The conclusion was that:
Steroid injection provided clinical improvement 1 month after injection, compared with a placebo,
Compared with oral steroid, an injection of steroids at the carpal tunnel provided greater benefit for up to 3 months,
The improvement seen with steroid injection is not significantly greater than that seen with anti-inflammatory medication and splintage,
Improvement is no greater with 2 injections than 1
Long term benefit has not been demonstrated [11].
Relief of symptoms with steroid injection is both diagnostic and predictive of a beneficial outcome from surgical release. It may, therefore, be useful in those cases where there is doubt over the diagnosis and symptoms are severe enough to warrant an invasive diagnostic procedure that may also give temporary relief. However, the injection requires expertise, so injection into the carpal tunnel by an untrained practitioner should not be used as a substitute for expert clinical review. Long term effects of steroid injection into the carpal tunnel are not known and, in the author’s experience of referrals following injection in the primary care setting, complications of injection can include complex regional pain syndrome and tendon rupture.

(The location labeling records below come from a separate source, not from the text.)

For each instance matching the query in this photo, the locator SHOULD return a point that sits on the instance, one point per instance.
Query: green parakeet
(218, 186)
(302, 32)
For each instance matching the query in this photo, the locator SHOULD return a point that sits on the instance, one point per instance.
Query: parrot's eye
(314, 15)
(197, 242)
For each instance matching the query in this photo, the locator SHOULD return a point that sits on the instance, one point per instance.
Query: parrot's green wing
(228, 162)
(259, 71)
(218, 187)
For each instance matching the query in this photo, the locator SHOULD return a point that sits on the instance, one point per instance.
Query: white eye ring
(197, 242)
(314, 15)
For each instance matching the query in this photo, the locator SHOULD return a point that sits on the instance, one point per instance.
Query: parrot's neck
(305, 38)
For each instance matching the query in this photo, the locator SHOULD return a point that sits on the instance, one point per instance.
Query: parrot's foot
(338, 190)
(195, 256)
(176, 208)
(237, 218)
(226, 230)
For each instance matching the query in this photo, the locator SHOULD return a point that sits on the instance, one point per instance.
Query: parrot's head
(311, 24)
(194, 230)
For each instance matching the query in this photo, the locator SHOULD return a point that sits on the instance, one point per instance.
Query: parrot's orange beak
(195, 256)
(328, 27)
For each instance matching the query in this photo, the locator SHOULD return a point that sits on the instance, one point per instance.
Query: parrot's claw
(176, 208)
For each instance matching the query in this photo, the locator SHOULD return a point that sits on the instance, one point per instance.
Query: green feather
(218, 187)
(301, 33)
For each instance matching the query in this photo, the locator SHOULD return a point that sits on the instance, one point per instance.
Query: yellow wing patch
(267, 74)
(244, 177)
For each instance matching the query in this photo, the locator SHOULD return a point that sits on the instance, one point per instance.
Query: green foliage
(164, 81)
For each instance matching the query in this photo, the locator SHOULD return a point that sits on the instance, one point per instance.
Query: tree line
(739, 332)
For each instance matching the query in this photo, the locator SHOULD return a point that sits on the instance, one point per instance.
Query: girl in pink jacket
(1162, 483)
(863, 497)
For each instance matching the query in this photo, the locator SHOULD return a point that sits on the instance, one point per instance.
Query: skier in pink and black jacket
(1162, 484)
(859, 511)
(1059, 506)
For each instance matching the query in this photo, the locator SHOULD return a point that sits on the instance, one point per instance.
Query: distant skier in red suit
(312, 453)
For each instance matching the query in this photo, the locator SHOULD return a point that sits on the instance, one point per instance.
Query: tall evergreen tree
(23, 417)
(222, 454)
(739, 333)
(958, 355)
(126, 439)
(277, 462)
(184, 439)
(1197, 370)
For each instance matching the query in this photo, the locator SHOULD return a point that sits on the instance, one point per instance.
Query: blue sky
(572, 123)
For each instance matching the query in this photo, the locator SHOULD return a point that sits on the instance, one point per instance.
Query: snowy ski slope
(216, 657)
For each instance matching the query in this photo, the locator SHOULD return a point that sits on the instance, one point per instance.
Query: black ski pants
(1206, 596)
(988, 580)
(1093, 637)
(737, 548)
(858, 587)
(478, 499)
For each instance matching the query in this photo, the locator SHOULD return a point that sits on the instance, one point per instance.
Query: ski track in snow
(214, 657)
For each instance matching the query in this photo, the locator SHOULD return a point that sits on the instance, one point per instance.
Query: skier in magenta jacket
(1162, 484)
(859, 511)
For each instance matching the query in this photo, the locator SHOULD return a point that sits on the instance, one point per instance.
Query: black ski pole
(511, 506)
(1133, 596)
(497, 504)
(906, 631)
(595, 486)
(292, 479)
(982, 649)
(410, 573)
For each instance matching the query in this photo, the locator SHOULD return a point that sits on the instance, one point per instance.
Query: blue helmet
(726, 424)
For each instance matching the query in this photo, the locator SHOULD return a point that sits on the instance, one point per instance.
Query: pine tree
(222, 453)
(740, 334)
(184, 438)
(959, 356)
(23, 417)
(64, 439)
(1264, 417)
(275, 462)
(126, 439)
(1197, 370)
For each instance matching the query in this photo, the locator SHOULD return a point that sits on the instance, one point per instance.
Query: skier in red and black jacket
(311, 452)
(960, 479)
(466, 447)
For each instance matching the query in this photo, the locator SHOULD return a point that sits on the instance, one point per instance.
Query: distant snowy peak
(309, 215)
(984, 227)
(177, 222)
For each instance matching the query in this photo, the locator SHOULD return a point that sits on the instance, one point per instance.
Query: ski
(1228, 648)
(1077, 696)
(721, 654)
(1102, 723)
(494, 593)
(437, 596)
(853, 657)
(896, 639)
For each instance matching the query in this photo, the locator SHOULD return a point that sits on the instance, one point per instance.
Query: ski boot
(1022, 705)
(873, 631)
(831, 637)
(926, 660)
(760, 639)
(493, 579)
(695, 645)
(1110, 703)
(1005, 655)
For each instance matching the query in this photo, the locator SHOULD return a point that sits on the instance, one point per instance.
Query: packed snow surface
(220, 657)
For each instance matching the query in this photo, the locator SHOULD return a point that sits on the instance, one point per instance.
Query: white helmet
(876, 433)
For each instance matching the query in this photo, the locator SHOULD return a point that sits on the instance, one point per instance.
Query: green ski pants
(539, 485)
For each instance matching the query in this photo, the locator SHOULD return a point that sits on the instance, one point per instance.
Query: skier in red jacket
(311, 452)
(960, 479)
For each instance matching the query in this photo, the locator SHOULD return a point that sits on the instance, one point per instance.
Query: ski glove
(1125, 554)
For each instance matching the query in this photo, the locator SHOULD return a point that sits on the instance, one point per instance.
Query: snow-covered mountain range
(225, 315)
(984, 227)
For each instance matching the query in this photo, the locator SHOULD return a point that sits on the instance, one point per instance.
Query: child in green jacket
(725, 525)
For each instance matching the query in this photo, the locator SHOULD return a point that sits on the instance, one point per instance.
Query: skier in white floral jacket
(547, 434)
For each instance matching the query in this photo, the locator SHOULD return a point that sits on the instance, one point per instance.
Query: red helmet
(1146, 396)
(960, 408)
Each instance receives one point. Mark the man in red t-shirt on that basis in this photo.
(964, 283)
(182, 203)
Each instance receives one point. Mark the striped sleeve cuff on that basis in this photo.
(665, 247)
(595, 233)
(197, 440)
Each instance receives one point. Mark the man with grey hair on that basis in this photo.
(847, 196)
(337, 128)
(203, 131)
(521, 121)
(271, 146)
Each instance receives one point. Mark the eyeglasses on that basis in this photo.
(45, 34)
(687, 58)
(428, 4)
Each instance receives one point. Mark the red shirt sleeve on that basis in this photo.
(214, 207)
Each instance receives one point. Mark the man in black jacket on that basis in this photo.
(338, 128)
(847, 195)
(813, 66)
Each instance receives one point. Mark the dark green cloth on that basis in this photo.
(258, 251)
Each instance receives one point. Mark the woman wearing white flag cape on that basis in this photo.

In conclusion, steroid injection has a limited place, but can be offered to patients with mild symptoms of recent onset, in whom splintage has not sufficiently relieved their symptoms. Follow up, or clear instructions to return if symptoms are not relieved within 4 weeks, should be given so that there is no undue delay to further investigation or treatment. Also, the likelihood of the temporary nature of the relief should be explained to the patient, along with the advice that if symptoms return surgical treatment should be considered.